Una de las primeras cosas que hicimos esa noche fue hacer una lista de deseos, la culminación de dos vidas de sueños y fantasías que ahora eran realidad, solo era cuestión de tiempo. Luego acordamos que yo renunciaría a mi trabajo en el estudio la mañana siguiente, pero aún no le contaríamos el secreto a los chicos, que para el momento de la demostración ya se habían encerrado en sus habitaciones y en sus poco convencionales hobbies. Para justificar nuestra riqueza tanto a ellos como a nuestros parientes y amigos, supimos desde el principio que la obvia coartada eran los cuadros de Refugio. Inventamos una improbable historia sobre un francés adinerado que los compraba para venderlos luego en París, y ni nos gastamos en pensar dos veces los detalles técnicos.
Mientras hablábamos hacíamos experimentos con la billetera mágica.

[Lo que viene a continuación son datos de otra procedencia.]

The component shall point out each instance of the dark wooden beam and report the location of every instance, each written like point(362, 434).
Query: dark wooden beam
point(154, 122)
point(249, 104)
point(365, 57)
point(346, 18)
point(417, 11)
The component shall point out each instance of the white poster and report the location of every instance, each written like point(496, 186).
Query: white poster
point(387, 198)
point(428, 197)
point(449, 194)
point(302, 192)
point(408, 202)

Determinamos que el máximo de billetes que cabían dentro era 253, y después de una hora observamos cómo la billetera expulsaba un poco más de 253 debido a la fuerza de fricción. A lo importante, calculamos que podíamos generar unos 8000 billetes por día. Quizá más importante, sin embargo, fue probar el mecanismo con billetes extranjeros. No sé de dónde sacó Refugio 100 dólares americanos, los pusimos en la billetera y esperamos. Mientras, me puse a googlear y aprendí que el billete más valioso del mundo es el dínar de Kuwait, conocimiento que tuve que desechar, una hora y media después, cuando aceptamos que el dólar no se multiplicaba. Se sintió como si hubiese obtenido el poder de volar pero mientras cruzaba el cielo entre las nubes alguien me hubiese pegado una piña en el estómago -o sea, no tan malo dadas las circunstancias, pero igualmente doloroso-. El billete tiriguayo más alto, de 100 pesos, hacía décadas que no superaba un dólar, con lo cual no poder multiplicar dólares nos significaba ser unas 50 veces menos millonarios. Fue amargo tener que tachar algunas de las cosas de la lista y agregarle asteriscos y peros a otras, pero la verdad es que el equivalente a 8.000 dólares por día que obtendríamos en pesos tampoco estaba mal. Lo que nunca entendimos es el por qué: después de todo, la billetera la había encontrado en Buenos Aires. Por eso fue que el siguiente experimento consistió en probar con 100 pesos argentinos que rescaté del fondo de mi maletín, pero tampoco hubo caso: una hora después, Evita Perón seguía sola en la billetera del mal. Nos resignamos a suponer que el mago de Parque Centenario me había diseñado la billetera a medida para ayudarme a mí específicamente, y seguimos haciendo cuentas hasta las 3 de la mañana.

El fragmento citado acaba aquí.